Des scientifiques prétendent que nous avons la capacité de faire repousser nos cartilages.
En dehors des ouvrages de science-fiction, il est notoire que les êtres humains ne peuvent pas régénérer leurs membres. Une étude fascinante publiée dans la revue «Science Advances» suggère toutefois que nous serions dotés sans le savoir de la capacité de faire repousser les cartilages de notre corps. C’est la première fois que la communauté scientifique cherche de manière systématique des signes de régénération des tissus humains. Une telle découverte pourrait aider au traitement des lésions articulaires, et même de l’arthrite.
Une équipe de chercheurs américains de l’Université Duke a eu recours à des techniques de spectrométrie de masse sur 18 échantillons de tissus articulaires de hanches, de genoux ou de chevilles prélevés sur des patients ayant subi une intervention chirurgicale. Ils ont identifié un mécanisme qui permet aux humains de réparer les tissus présents autour des chevilles, des genoux et des hanches, similaire à celui utilisé par les amphibiens pour faire repousser leurs membres inférieurs.
«Nous pensons qu’une meilleure compréhension de cette capacité régénératrice “de type salamandre” chez l’homme et des éléments qui manquent cruellement à ce circuit de régulation pourrait servir de base à de nouvelles approches pour réparer les tissus articulaires et peut-être des membres humains entiers», a déclaré la Dre Virginia Byers Kraus, auteure principale et professeure rattachée aux départements de médecine, de pathologie et de chirurgie orthopédique de l’école de médecine de l’Université Duke, dans un communiqué de presse.
Les salamandres et les autres animaux ayant la capacité de faire repousser des parties de leur corps sont dotés d’un type de molécule appelée microARN qui contribue à la régulation de la réparation des tissus articulaires. Les chercheurs ont découvert que les humains peuvent également utiliser la microARN. «Nous étions ravis d’apprendre que les régulateurs de la régénération des membres des salamandres semblent également contrôler la réparation du tissu articulaire des membres humains», a indiqué le Dr Ming‑Feng Hsueh, auteur principal. «Nous l’appelons notre capacité de “salamandre intérieure”.»
Selon ces chercheurs, des médicaments qui préviennent, ralentissent ou inversent l’érosion articulaire liée à l’arthrite pourraient être élaborés à partir des microARN. «Nous pensons que nous pourrions stimuler ces régulateurs pour régénérer entièrement le cartilage abimé d’une articulation arthritique. Si nous parvenons à identifier les régulateurs dont nous sommes dépourvus et que possèdent les salamandres, nous pourrions même être capables d’ajouter a posteriori les composants manquants et, à terme, de mettre au point une solution pour régénérer une partie ou l’intégralité d’un membre humain lésé», a expliqué la Dre Kraus. «Nous pensons qu’il s’agit d’un mécanisme de réparation fondamental qui pourrait être appliqué à de nombreux tissus, et pas seulement au cartilage.»

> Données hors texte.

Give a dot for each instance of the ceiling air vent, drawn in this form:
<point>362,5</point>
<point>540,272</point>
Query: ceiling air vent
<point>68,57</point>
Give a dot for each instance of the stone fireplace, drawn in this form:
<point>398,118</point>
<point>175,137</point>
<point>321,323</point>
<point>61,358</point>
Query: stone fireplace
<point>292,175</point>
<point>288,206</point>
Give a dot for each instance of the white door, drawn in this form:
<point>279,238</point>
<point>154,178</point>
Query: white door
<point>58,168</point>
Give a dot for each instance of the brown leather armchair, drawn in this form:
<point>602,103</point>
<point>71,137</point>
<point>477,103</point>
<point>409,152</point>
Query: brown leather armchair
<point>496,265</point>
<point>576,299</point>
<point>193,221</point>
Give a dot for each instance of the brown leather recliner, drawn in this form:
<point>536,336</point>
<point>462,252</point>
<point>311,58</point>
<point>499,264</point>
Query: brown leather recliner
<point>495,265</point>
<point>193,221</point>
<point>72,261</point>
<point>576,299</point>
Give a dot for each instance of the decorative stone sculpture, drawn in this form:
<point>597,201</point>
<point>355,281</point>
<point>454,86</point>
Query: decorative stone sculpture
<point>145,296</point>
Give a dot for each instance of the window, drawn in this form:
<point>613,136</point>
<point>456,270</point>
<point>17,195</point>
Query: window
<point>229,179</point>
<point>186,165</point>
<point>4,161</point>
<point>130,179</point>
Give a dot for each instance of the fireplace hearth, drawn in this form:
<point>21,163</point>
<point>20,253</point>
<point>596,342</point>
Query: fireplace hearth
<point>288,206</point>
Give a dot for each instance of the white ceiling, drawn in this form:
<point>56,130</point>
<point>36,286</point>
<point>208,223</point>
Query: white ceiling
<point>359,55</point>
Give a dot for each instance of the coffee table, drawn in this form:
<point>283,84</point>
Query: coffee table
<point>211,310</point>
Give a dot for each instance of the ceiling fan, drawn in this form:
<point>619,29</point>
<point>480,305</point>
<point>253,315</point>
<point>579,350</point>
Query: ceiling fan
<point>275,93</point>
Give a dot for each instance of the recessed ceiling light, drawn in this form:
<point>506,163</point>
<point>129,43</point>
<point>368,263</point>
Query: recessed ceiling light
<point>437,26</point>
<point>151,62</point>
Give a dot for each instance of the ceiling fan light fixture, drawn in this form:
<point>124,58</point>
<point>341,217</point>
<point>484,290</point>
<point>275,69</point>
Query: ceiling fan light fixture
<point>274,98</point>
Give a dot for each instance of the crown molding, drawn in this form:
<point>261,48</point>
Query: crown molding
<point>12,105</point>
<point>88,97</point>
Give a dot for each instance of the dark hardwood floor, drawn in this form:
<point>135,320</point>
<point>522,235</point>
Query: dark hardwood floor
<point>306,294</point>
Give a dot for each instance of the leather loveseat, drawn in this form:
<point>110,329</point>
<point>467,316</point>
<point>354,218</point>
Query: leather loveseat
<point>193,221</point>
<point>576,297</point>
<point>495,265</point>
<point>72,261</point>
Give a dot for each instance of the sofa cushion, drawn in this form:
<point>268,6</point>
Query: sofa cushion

«La conception traditionnelle voulait que le cartilage qui recouvre les articulations soit identique partout dans le corps et qu’il ne se répare pas ou ne se régénère pas», a indiqué la Dre Kraus à «Newsweek». «Cette recherche montre que le cartilage est différent selon la zone du corps où il se situe et qu’il présente une capacité de réparation naturelle qui varie en fonction de cette localisation.»
«Les implications sont vastes et laissent envisager de nouveaux traitements qui reposeraient sur la stimulation de la capacité naturelle de l’homme à réparer le cartilage grâce à la microARN régénératrice», ajoute la Dre Kraus. «Et nous pouvons nous demander: sera-t-il un jour possible de régénérer un membre humain grâce à une connaissance plus approfondie des éléments qui rapprochent ou qui différencient les hommes des salamandres?»